Egyptian authorities are demolishing a historical 19th century neighborhood in Cairo to make way for high-end housing and business development a stone's throw from the Nile, angering residents who say they have not been properly compensated.
The Maspero neighborhood is named for French Egyptologist Gaston Maspero who helped found the Egyptian Museum. Developers have long eyed the central district, which is already home to the Foreign Ministry and the state television and radio building.
The neighborhood is part of the modern city built by Khedive Ismail in the 19th century, which was envisioned as a Paris on the Nile, with wide boulevards, traffic circles, and stately European-style architecture.
In recent decades the neighborhood, like much of the Egyptian capital, has fallen into decay. While some of the old architecture remains, including apartments inhabited by middle-class families, parts of Maspero had come to resemble a shanty town.
Authorities spent years persuading residents and shopkeepers to leave the area in exchange for compensation or temporary accommodation elsewhere, with the promise of moving back to the neighborhood once modern housing has been built.
Of the 4,500 families displaced by the demolition, about 900 will return to live in Maspero in apartments that will stand alongside glitzy residential towers and high-rise office buildings.
The redevelopment is part of a larger effort to transform Cairo, which is home to 20 million people, even as a new administrative capital is under construction in the desert some 30 miles to the east.
Authorities say the projects are needed to reduce the overcrowding, traffic, and pollution that have long plagued the city. But critics say poor and middle-class Egyptians are being pushed out by well-connected businessmen.
The government has set its sights on two Nile islands that are home to poor neighborhoods and farming communities, hoping to transform them into luxury housing and business districts. Police serving eviction notices have repeatedly clashed with residents.
Last week, Cairo's governor said Maspero was completely evacuated, paving the way for the final phase of demolition. "Building houses for those  families will be the first phase of the project," Gov. Atef Abdel-Hameed said.
The entire process will cost an estimated $225 million, according to the Housing Ministry.
Among the casualties of the new development is the Hinhayat watch shop, which was established in 1907 by a Bulgarian craftsman.
Essam Ahmed, the owner, says his grandfather worked in the shop and then purchased it in 1956, when Egypt's foreign communities fled in the face of growing nationalism and expropriation of property by the socialist government. He boasts that his grandfather once fixed watches belonging to King Farouk, Egypt's last monarch, as well as politicians and celebrities.
"Here is the legacy of this shop," he said, as he packed away the last of his watches and clocks earlier this month. "I wanted to save this heritage for the country... but it seems that they [the government] are not interested. There are some things which are more important than money."
Mr. Ahmed has filed legal suits against the government, saying the shop should have been spared demolition because of its historical value.

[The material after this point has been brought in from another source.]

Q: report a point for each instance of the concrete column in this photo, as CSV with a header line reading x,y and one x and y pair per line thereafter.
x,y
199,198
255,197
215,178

He said authorities told him he would only be compensated if he drops the cases.
He and other nearby shop owners say the compensation offered by the government for their businesses – $391, per square meter – falls well short of market value in the area.
"Their compensation, which we have not received yet, is worthless," said Ahmed. "Our livelihood is gone."
The government insists the compensation offered was fair and denies it is forcibly relocating anyone.
Ahmed el-Sayed, a retired 63-year-old, moved away from Maspero months ago. He says the now-demolished apartment building where he lived most of his life was a unique architectural landmark registered with the Ministry of Culture.
"It should not have been demolished. It should have been renovated," he said.
This story was reported by The Associated Press.